As much as I love the film and stage adaptations of the story, the book was just wonderful. So full of color and imagination and description - you could fairly feel the 19th century London cold, the piles of apples and oranges on the street carts, the hawkers calling out to passers-by bundled head-to-toe in woolen coats and boots.

This really is the quintessential Victorian Christmas story. I suppose I'm only about 170 years late in determining that, but now that I have read the story, I can see why it was such an instantaneous hit with readers. It was so successful during his lifetime, in fact, that Dickens began a tradition of writing Christmas stories every year. The edition of A Christmas Carol that I purchased last year has two other Dickens Christmas stories in it as well, although I have not yet dived into those two.

So I highly recommend this book.

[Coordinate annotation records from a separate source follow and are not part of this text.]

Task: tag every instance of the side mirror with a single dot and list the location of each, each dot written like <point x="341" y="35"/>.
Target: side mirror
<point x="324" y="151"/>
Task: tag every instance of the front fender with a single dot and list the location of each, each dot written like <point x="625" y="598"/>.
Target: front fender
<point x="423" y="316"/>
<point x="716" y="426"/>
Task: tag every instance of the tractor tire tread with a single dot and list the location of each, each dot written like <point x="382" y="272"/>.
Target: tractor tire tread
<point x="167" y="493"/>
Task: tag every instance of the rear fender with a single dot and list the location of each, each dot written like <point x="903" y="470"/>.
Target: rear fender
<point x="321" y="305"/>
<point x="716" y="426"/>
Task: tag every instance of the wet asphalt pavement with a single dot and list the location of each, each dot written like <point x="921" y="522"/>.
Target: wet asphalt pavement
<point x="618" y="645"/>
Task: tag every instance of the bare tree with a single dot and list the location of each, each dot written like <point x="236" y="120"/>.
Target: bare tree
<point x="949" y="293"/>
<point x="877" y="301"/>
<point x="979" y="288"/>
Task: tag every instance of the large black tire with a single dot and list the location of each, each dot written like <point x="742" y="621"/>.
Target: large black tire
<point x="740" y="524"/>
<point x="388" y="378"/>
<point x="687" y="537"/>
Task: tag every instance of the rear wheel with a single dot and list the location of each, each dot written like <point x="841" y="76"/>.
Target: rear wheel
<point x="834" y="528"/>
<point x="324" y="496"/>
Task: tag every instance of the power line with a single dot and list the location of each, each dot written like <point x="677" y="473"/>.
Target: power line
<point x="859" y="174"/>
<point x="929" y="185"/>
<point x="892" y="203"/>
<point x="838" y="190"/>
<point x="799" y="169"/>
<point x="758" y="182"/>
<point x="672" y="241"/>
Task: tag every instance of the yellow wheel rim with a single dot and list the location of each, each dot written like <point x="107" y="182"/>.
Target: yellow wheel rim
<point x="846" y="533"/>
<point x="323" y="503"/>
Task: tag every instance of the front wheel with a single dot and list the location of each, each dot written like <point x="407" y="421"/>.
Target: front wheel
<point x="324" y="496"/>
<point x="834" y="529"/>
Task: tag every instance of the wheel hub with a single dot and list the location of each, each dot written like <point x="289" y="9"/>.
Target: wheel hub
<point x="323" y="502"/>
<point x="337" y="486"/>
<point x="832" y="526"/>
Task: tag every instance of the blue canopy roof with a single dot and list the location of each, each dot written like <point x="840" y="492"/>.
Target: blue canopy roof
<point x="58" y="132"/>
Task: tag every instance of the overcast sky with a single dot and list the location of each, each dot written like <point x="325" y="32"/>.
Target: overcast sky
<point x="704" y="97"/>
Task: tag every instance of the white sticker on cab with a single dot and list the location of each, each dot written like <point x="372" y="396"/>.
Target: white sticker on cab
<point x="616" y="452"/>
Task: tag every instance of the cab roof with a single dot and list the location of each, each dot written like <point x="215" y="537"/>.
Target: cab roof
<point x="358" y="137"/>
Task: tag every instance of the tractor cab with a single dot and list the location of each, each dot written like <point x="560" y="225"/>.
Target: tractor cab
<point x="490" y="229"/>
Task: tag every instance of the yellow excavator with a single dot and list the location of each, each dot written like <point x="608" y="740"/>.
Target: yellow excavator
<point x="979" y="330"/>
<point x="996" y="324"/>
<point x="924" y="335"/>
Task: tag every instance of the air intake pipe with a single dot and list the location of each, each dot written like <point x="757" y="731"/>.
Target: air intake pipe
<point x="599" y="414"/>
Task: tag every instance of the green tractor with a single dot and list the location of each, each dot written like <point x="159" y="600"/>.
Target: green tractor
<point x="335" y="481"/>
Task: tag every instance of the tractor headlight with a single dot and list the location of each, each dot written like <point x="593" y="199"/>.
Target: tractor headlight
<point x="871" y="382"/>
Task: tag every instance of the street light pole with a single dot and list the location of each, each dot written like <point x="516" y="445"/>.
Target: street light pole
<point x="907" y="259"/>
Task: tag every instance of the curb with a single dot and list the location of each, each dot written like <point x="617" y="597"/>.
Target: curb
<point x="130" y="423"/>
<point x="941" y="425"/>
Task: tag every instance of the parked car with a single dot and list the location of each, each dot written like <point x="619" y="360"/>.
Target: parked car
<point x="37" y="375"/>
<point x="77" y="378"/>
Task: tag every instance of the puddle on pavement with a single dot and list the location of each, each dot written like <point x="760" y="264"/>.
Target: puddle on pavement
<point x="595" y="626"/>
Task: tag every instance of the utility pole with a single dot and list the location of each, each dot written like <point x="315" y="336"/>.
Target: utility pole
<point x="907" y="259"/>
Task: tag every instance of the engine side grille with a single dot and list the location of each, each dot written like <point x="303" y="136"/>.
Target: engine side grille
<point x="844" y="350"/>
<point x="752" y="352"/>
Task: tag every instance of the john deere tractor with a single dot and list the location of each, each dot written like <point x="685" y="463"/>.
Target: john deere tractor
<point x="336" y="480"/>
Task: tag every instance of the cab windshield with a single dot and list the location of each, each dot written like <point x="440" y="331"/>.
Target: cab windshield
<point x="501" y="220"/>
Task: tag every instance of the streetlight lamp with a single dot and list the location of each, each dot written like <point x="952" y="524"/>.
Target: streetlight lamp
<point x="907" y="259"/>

If you have seen any or most of the various Scrooge movies that have been made over the years, much of the book will be familiar, but there are a few scenes here and there that I have never seen re-enacted in a play or a movie, including a trip out to a mining colony on the coast of England, and a hovering ride over the English Channel to view Christmas on a Navy ship.

Even after all these years of watching movies and plays based upon this story, I was still moved, emotionally, while reading this book, particularly during the scenes with the Cratchit family. And at the end, I almost felt a tear well up when Scrooge showed up on his nephew's doorstep for Christmas Lunch.

I'll end this post with one of the more poignant passages from the book. The Ghost of Christmas Present has just reminded Scrooge of his harsh words about how if the poor are going to die "then they had better do it, and decrease the surplus population." The Ghost told him this after Scrooge expressed concern about whether or not Tiny Tim would die. The Ghost goes on to say the following:

"Man," said the Ghost, "if man you be in heart, not adamant, forbear that wicked cant until you have discovered What the surplus is, and Where it is. Will you decide what men shall live, what men shall die? It may be, that in the sight of Heaven, you are more worthless and less fit to live than millions like this poor man's child. Oh God! To hear the Insect on the leaf pronouncing on the too much life among his hungry brothers in the dust."

That last line, in particular, strikes a powerful chord. How relevent, 170 years downstream, and in another country, for the self-righteous protestations of the wealthy American!

3 comments:

Anonymous said...

I love A Christmas Carol. I've actually never read a bad book by Dickens. They are all wonderful and whimsical and so full of wonderful irony.

"Mind! I don't mean to say that I know, of my own knowledge, what there is particularly dead about a door-nail. I might have been inclined, myself, to regard a coffin-nail as the deadest piece of ironmongery in the trade. But the wisdom of our ancestors is in the simile; and my unhallowed hands shall not disturb it, or the Country's done for. You will therefore permit me to repeat, emphatically, that Marley was as dead as a door-nail."

Scott said...

Yeah, I was surprised by how much dry humor there was in the book. I hadn't necessarily expected that. I guess I think of Dickens as rather dark and serious.

Anonymous said...

Oh God, not at all! Sure, he's making a commentary on the state of his world--Hard Times is an example that comes to mind--but he's always doing it with a sort of tongue in cheek attitude. Even the names he gives his characters are a reflection of this at times.